If you're looking for adjectives and categories, the two on the back cover are as good as any: "surrealist" and "absurdist." Despite fantasy elements in many of the stories, and a few touches of horror, I'd definitely shelve this one with literary fiction rather than SF&F. Whatever box you try to put it in, The Third Bear is simply an excellent collection of short fiction that you're guaranteed to think about long after you turn the final page. Highly recommended.
1 of 1 people found the following review helpful
5.0 out of 5 stars Excellent Stories, Hidden Treasures 29 Aug 2010
By J. T. Glover - Published on Amazon.com
Format:Paperback
This is a very fine collection to add to your bookshelf. Each story, whether a fable about a shark god, a novella about a surgeon, or a tiny story about a magician, is full of the twists and turns of character and language that readers expect from Jeff VanderMeer. This is a great book for readers who enjoy engaging, thought-provoking stories that will linger in your memory long after you have finished reading them.
4 of 6 people found the following review helpful
3.0 out of 5 stars Atmosphere? Check. Plot? Um... 3 Dec 2010
By flaviolius - Published on Amazon.com
Format:Paperback|Amazon Verified Purchase
Jeff VanderMeer is massively talented. Of that there's little doubt. His ridiculously emotive pen (keyboard, etc.) is able to effortlessly concoct phrases, conjure images, and create characters which are incredibly immersive and atmospheric.

However, in my experience with his work, I've often found his plots to be lacking; that is, what happens in his stories and novels don't reach the dizzying heights of his writing. I'm not sure if "disappointing" is the right term to describe my reaction - "frustrating" might be more accurate - but I typically come away from VanderMeer feeling like I just woke up from a vastly affecting dream that I can't recall any significant details from. My head swirls with ghosts that have little substance.

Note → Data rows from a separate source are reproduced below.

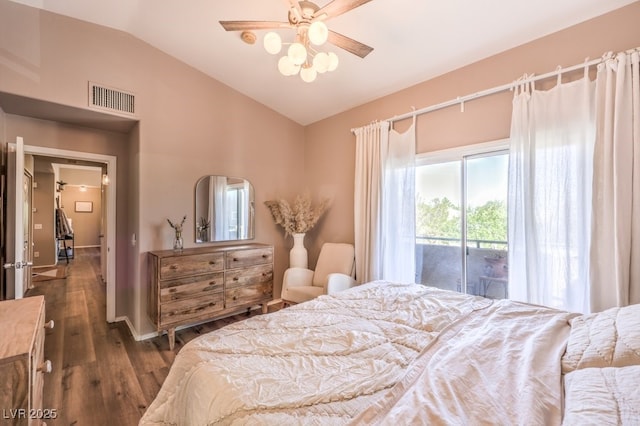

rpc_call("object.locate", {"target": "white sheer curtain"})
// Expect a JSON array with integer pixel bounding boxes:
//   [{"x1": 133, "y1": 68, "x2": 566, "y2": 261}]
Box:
[
  {"x1": 509, "y1": 69, "x2": 595, "y2": 312},
  {"x1": 591, "y1": 50, "x2": 640, "y2": 311},
  {"x1": 354, "y1": 121, "x2": 415, "y2": 283}
]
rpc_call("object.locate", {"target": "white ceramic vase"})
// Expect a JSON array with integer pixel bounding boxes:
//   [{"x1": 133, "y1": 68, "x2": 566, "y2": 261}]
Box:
[{"x1": 289, "y1": 233, "x2": 308, "y2": 269}]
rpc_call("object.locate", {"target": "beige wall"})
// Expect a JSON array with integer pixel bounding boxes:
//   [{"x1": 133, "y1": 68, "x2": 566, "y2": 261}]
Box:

The novels I've read of his don't suffer from this as much, probably because events are needed to tie everything together. Unfortunately, this sensory fragmentation is amplified in his short fiction, of which The Third Bear is a collection.

Perhaps I'm not literate enough to "get" what VanderMeer is doing. It might be way over my head. Still, I feel that many of these stories simply don't work as complete narratives (and yes, I understand that's part of the point he's getting at). I think that's kind of an incomplete way to write short fiction; it's like playing part of an opera for someone, then cutting the power and saying to her "Awesome, yeah? Just imagine how great the rest of it is! But too bad - that's all you get!" For me, the most successful short fiction combines mood AND plot to create complete precious little jewels that work on all levels.

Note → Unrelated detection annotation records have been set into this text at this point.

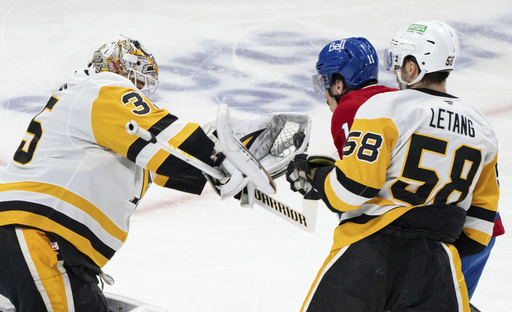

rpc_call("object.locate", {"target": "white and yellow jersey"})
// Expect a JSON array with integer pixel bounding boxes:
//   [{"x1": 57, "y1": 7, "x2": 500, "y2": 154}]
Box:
[
  {"x1": 0, "y1": 72, "x2": 213, "y2": 267},
  {"x1": 315, "y1": 89, "x2": 499, "y2": 250}
]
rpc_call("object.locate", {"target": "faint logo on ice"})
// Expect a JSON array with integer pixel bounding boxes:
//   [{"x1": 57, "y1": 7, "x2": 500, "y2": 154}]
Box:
[{"x1": 159, "y1": 31, "x2": 327, "y2": 114}]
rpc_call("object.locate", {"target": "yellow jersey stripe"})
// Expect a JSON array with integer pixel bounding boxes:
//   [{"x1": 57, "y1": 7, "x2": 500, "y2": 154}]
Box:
[{"x1": 0, "y1": 182, "x2": 128, "y2": 242}]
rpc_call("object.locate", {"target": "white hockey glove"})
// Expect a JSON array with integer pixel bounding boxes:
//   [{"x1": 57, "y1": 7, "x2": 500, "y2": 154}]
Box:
[
  {"x1": 216, "y1": 158, "x2": 249, "y2": 198},
  {"x1": 286, "y1": 154, "x2": 336, "y2": 199}
]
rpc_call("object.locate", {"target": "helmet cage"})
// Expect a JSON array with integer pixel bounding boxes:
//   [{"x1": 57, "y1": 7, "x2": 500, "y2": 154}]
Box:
[{"x1": 92, "y1": 37, "x2": 158, "y2": 98}]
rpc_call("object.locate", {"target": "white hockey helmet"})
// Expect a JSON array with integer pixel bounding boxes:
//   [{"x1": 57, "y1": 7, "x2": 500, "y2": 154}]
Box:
[
  {"x1": 91, "y1": 36, "x2": 158, "y2": 98},
  {"x1": 384, "y1": 21, "x2": 460, "y2": 85}
]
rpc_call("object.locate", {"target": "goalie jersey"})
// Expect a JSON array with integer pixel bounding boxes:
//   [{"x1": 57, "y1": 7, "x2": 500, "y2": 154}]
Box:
[
  {"x1": 0, "y1": 72, "x2": 214, "y2": 267},
  {"x1": 314, "y1": 89, "x2": 499, "y2": 255}
]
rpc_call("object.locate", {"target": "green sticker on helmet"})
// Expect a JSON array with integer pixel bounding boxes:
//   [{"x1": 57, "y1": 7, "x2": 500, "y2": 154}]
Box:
[{"x1": 407, "y1": 24, "x2": 427, "y2": 32}]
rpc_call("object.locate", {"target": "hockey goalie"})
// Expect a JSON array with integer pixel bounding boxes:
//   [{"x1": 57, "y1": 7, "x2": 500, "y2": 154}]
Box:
[{"x1": 0, "y1": 37, "x2": 310, "y2": 311}]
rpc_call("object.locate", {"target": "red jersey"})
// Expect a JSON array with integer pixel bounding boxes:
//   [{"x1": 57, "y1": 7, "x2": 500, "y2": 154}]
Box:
[{"x1": 331, "y1": 85, "x2": 398, "y2": 159}]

I have many questions about the stories in The Third Bear. For example, what happens after the events in the title story? It's a great prelude for something cataclysmic, but I'm left hanging. And what about "Predecessor", which seems like the finale to something incredible - a haunting fragment, yes, but ultimately, an unfulfilling fragment nonetheless. I felt like I was spoiling the end of a novel; I got the gist, but wow, talk about having few points of reference! And "The Situation", a baffling workplace-metaphor collage, seems to rely totally on pure strangeness for its identity. VanderMeer's done a great job showing me the skeleton, now what about the meat?

As experiments with mood, viewpoint, and structure, these stories have few peers (e.g. "Errata"). As a template for how to create effective style and use thickly layered language, they're unmatched. But I couldn't tell you what many of these stories are actually about. Sure, I could give you a vague outline and tell you how the stories made me feel, and you'd say "Wow - how weird, how creative!", but you'd walk away wondering about the rest....just as I did when I closed this book. It's like hearing a joke where you don't understand the punchline; somehow you know it's hilarious, but you're not laughing, and you wonder if there's actually a punchline at all.

As poetry, The Third Bear is a staggering triumph. As a collection of successful short stories, it doesn't quite work for me.